Count four charged aggravated assault on Carol Burton with a pistol. Count five charged rape of Carol Burton.
Here, the two offenses against the person of Carol Burton were separate and distinct acts as a matter of fact. Physical contact is not required for the crime of aggravated assault.
Tuggle v. State,
*629 5. Though Taylor was convicted of the offenses of criminal trespass of both the Shirleys’ and Ms. Burton’s apartment, he was prosecuted for the burglary of each. He argues that inasmuch as the jury found only criminal trespass, this is inconsistent and repugnant to the guilty verdicts for armed robbery of the Shirleys and the rape of Carol Burton. He reasons that since the jury did not find him guilty of entering the Shirley apartment with intent to commit a felony, armed robbery, nor of entering the Burton residence with intent to commit a felony, rape, then by finding him guilty only of criminal trespass the jury could not properly find he had the requisite intent, in each case, so as to be guilty of armed robbery and rape. Burglary requires entry “with the intent to commit a felony or theft therein.” OCGA § 16-7-1.
Appellant claims that this is the kind of irreconcilable conflict which must lead the court to avoid the jury’s verdict of necessity and in spite of the otherwise unassailable character of jury verdicts. OCGA § 17-9-2;
Jackson v.
State,
The verdicts here are not inconsistent at all. What appellant overlooks is the rapidity with which the human mind can, and often does, change its intention. The jury’s verdicts merely demonstrate that it believed that appellant did not have the intent to commit armed robbery as charged when he, without a gun, entered the Shirleys’ apartment but only acquired such intent after gaining entry to the home and finding the pistol. Likewise, the jury determined that appellant formed the intent to commit rape only after entry into Burton’s apartment, or at least that the evidence did not show beyond a reasonable doubt that he had the intent to rape when he entered.

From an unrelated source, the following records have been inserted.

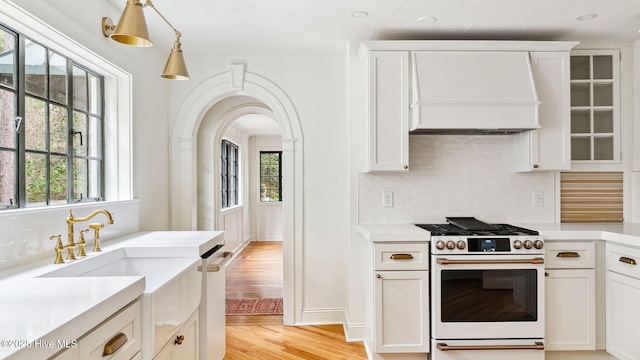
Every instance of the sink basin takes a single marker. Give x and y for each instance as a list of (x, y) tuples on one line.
[(172, 292)]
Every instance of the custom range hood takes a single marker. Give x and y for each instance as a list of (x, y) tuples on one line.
[(473, 92)]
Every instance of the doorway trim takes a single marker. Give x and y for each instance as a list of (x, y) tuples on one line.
[(183, 201)]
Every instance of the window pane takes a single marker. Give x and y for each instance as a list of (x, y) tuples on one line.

Giving the verdicts a reasonable construction and intendment, we find no necessity to avoid them.
Judgment affirmed.
Notes
Appellant’s enumerations of error complain only of error in sentencing (which, as a matter of fact, were concurrent as to all counts). In his brief he attempts to enlarge it by complaining of error in the convictions. Actually, the statute he cites prohibits conviction of more than one crime, although prosecution may be for each. OCGA § 16-1-7 (a) (1).